Доггерти выпучил глаза за стёклами очков, а Крейг увлёк едва сдерживающего хохот Джентри к дверям.
– Пойдёмте, мой друг. Я всё сказал. Кстати, Джентри, вы не хотите понести мой чемодан? Не смею настаивать, но я что-то неважно себя чувствую.
– Почту за честь, сэр, – Джентри, тактично не проявляя удивления оказанным доверием, взялся за ручку. И охнул от неожиданности. Чемодан был тяжеленым! – Дьявол, там что – кирпичи?
– Смотрите не надорвитесь.
– А вы сильнее, чем кажетесь, сэр.
– В самом деле?
– Да, хотя на вид обычный тщедушный заморыш.
– Умственная деятельность, она, знаете ли, заменят спортивные упражнения.
– Правда? Никогда бы не подумал…
– А вам бы порой не помешало!..
Они вышли на пронизывающий холод угрюмого ноябрьского дня, убегающего навстречу вечеру. Поёжившись, Гордон Крейг поднял воротник пальто и сказал:
– Собачья погода. Вполне соответствует тому, как меня встретили… Кстати, Джентри, вы любите музыку?
Старший инспектор недоумевающе посмотрел на учёного:
– Музыку?
– Ну да, музыку! Флайшер, Вендесон, Клоуз, Стаховски – вам что-нибудь говорят имена этих выдающихся композиторов?
– Вы не поверите, но у меня нет свободного времени ходить в филармонию, – усмехнулся Джейсон.
Крейг поднял глаза к серому небу, ловя лицом колющиеся мельчайшие капельки моросящего дождя. Джейсон с любопытством наблюдал за ним. Ему было неподдельно интересно, как же поведёт себя Крейг после столь явной неудачи. Он был готов ожидать от него, что угодно, но только не назревающую беседу об искусстве!
– Для того чтобы слушать музыку, вовсе не обязательно протирать штаны в Куинс-Палас, – с иронией сказал Крейг. – Неужели вы не слышали о таком замечательном изобретении, как граммофон и грампластинки? Сразу говорю, я не причастен к сотворению этой замечательной вещицы!
– Граммофон? Почему же, слышал, конечно, – покосился на учёного Джентри. – Занятная штука. Но как-то руки не доходят, чтобы приобрести себе. Говорите, стоящая вещь?
– Это надо услышать самому, сэр. Обязательно купите его. А я даже дам вам послушать некоторые пластинки из моей коллекции. Как вы относитесь к Матиасу Гардену? Мой любимый композитор. Его седьмая симфония для фортепиано с оркестром просто блеск! Вам обязательно надо восполнить свои пробелы в познании музыки, мистер Джентри. Обязательно…

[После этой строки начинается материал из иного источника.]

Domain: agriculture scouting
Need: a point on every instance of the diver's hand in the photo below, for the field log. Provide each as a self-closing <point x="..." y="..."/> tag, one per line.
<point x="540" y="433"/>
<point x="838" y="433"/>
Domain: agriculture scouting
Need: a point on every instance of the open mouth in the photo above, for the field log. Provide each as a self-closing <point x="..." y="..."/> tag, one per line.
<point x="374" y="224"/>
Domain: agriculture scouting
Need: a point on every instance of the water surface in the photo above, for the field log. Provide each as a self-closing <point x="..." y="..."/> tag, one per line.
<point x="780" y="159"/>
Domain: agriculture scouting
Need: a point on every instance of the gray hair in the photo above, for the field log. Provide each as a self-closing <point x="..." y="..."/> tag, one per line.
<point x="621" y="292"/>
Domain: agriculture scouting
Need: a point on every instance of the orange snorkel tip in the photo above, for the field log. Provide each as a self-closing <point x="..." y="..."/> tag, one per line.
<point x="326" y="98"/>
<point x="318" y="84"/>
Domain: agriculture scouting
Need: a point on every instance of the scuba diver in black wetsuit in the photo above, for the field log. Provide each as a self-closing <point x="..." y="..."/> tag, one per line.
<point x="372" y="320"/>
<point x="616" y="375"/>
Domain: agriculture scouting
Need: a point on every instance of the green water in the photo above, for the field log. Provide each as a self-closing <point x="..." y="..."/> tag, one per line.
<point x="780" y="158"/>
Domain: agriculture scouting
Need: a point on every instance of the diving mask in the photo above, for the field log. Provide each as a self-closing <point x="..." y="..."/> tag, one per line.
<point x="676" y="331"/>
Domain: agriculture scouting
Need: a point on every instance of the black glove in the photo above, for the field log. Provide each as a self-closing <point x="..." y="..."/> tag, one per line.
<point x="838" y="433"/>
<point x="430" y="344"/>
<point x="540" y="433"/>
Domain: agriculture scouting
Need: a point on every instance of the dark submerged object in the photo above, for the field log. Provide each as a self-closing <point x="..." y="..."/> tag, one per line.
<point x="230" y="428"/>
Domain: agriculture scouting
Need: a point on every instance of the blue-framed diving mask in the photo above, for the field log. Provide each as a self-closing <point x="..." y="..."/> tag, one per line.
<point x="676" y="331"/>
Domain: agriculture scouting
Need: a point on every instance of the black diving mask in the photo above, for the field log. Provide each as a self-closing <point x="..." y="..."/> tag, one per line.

_________________________________
Абрахам Аткинс придирчиво всматривался в исписанный мелким витиеватым почерком потемневший лист бумаги, водя лупой над наиболее смазанными и трудно разбираемыми участками. Несколько уже досконально изученных вдоль и попрёк листков лежали рядом, сложенные в аккуратную стопочку. Аткинс удовлетворённо крякнул, убрал лупу в ящик стола и присоединил лист к стопке. Пожалуй, хватит на сегодня. Зрение у него уже не то, что раньше. Даже очки не помогают. Вот и приходится пользоваться увеличительным стеклом. Правда, он сомневался, что смог бы обойтись без лупы, даже будь у него стопроцентное зрение. Почерк у Виго Шанийского был само наказание для любознательных потомков: мелкий, убористый, словно знаменитый врач прошлого экономил каждый квадратный миллиметр бумаги, испещрённый непременными завитушками и хвостиками. Одно из светил психиатрии, живший более сотни лет назад, определённо не думал о будущих исследователях его наследия, запечатлённого на бумаге.